You’ll notice that Mariokart is number 3 of all time, and in general, if metacritic says it’s good, its usually good. I’ve asked for Grand Theft Auto: Chinatown Wars for my birthday, and yes, I am a grownup.

I saw this one, myself. I had too many questions for it.

I couldn’t find any legalese on Actual 1980s games.

Are real games used? Will I see Galaga ships? Will I see Pac-Man?

Is it more like Warioware, are they full games, some how connected, SEAMLESSLY?

If you’re doing imports, and want a rhythm game with slightly different gameplay, the second Taiko no Tatsujin DS is awesome (the first has too limited a music selection, IMO).

Other games I’d recommend…

The Brain Age carts - if nothing else there’s several dozen sudoku puzzles on each card, but the training is enjoyable, too. (BA2 seems to be more generous with your Brain Age, or else I’m just much better at the types of test…I test 10 years below my age on BA2, ranging from right on to 10 years older on BA1.)

The Mama series - cook recipes, or plant a garden (depending on which instalment) by simple (to learn…some of them can get pretty damn hard in certain recipes/plants) mini-games…Cooking Mama 2 and Gardening Mama, are, IMO, the better two of the three.

The Ace Attorney series (Phoenix Wright: AA (and 2 sequels), Apollo Justice: AA (no sequels as yet)) are a wonderful series of visual novels…the first game in what will probably be a new side series comes out later this year - AA Investigations, which will be a more standard adventure game, and feature Edgeworth, one of the recurring prosecutors.

Hotel Dusk is another VN, and also totally awesome.

For an RPG with very (very) different gameplay than Disgaea, or most any other RPG you might have played, we have The World Ends With You… It makes full, full use of possible DS input methods - the only thing it doesn’t do, unless it’s in one of the quests I haven’t finished yet, is require you to put the DS to sleep (which is used in several other games). The fashion mechanic is neat, although the fact that it doesn’t change the characters’ sprites based on what you have them wearing is disappointing.

No, though Galaga is an interesting example to use.

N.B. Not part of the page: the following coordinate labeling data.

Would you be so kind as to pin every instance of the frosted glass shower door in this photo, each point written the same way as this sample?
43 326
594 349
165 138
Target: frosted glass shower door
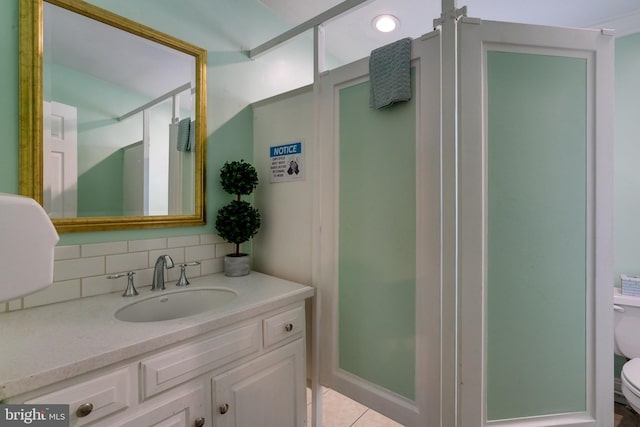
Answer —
535 225
380 244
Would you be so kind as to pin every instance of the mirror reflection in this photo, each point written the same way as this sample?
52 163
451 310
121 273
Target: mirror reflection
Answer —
122 119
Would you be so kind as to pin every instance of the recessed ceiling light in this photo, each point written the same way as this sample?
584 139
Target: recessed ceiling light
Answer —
385 23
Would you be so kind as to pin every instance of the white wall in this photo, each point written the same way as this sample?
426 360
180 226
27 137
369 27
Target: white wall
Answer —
283 245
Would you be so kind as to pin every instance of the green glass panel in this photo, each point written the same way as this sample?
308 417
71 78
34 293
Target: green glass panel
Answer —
377 258
536 292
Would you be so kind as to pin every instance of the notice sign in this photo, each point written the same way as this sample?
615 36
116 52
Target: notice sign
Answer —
287 162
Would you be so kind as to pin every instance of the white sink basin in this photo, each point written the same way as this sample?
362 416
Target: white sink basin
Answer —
169 305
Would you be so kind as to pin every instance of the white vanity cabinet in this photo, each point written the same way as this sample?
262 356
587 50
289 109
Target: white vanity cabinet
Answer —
251 373
268 391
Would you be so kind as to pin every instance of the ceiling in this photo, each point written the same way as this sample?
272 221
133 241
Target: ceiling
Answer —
351 35
226 28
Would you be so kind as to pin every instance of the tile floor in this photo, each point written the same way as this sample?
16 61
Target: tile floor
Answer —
624 417
340 411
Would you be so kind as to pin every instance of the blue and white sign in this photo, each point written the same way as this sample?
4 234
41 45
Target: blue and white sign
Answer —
287 162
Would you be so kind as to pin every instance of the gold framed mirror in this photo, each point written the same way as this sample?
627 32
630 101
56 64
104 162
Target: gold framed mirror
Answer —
112 119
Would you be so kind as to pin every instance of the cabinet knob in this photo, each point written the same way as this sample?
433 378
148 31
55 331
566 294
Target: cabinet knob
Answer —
84 409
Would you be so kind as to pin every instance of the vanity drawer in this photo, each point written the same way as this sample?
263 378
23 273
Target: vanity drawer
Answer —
173 367
283 326
98 397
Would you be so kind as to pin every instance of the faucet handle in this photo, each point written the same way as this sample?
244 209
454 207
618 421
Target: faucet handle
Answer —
131 289
183 281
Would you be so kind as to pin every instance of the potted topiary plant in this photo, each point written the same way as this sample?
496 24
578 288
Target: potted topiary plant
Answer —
238 221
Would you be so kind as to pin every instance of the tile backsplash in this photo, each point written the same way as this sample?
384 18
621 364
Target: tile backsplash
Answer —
82 270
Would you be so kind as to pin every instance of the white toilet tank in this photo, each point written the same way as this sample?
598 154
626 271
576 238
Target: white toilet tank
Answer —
626 325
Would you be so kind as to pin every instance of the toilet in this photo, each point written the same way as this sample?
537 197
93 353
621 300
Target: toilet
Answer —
627 343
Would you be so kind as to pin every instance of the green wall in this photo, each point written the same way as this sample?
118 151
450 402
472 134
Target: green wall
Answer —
228 141
536 275
377 261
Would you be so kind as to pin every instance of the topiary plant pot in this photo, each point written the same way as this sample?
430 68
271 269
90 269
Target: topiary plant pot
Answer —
237 266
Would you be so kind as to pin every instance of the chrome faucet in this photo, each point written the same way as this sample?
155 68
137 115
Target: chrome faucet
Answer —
163 261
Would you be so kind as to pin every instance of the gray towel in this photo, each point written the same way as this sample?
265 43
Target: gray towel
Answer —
183 134
390 74
192 136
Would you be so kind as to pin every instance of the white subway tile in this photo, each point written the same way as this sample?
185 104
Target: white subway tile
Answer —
176 254
77 268
126 262
211 266
175 242
15 304
67 252
209 239
108 248
147 244
198 253
99 285
191 272
223 249
58 292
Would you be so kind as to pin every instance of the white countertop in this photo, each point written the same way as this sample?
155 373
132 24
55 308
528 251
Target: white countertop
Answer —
43 345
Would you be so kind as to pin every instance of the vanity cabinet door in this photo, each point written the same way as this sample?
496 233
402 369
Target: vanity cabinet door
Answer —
268 391
182 409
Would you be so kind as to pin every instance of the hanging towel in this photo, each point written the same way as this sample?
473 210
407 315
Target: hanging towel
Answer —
183 134
192 136
390 74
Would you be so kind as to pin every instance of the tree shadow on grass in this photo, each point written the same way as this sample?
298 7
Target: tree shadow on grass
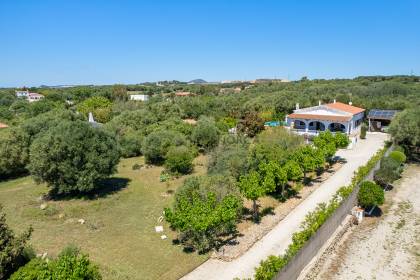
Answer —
108 187
227 239
376 212
103 188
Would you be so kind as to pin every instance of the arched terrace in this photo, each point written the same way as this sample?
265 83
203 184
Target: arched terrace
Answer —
298 124
337 127
316 125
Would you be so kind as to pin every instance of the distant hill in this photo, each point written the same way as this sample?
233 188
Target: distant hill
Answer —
197 81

Cosmic Gate, the top-scrolling shooter, is way more like Galaga than the other games are like the games they’re expies of.

Henry Hatsworth and the Puzzling Adventure.

The top screen is a platformer, like Mario or Megaman, the bottom half is a grid of blocks that you pause the main action to match (like bejewelled.) When you kill an enemy in the top screen, it becomes a block on the bottom. The blocks slowly move up ,and if you don’t “match” the enemy to get it to go away, it comes back into the main screen. Matching blocks gives you powerups and such.

When you fill a “super meter” from matching blocks, you can then activate “tea time” and turn into a giant steam-powered mech.

Confusing? It should be! A short video explains gameplay better than I can. (Watch the first couple minutes for general gameplay, then skip to 4:45 to see ‘Tea Time’ in action.)

Your DS Lite can play Gameboy Advance games, too. I just finished playing Castlevania: Harmony of Dissonance on mine and it was lots of fun.

Actually, there is a certain enemy that you can only beat (well, maybe not if you’re extremely, extremely powerful) by closing the DS.

Checking Metacritic is definitely a good idea, though. Anything higher than an 80 that sounds interesting to you is a pretty safe bet, and after you work your way through those you’ll have a better idea which more obscure titles may interest you.

Man…so they did, in fact, incorporate every possible input?

(And I’m curious which enemy this is…It’d be amusing if it’s one I managed to muscle through. But I’ve only got 78% or so completion on my Noise list (I THINK I’ve got everything but a couple Boss Noise available in the main game), so it’s entirely possible it’s just one I haven’t fought.)

Yeah. This seems to me to be a pass.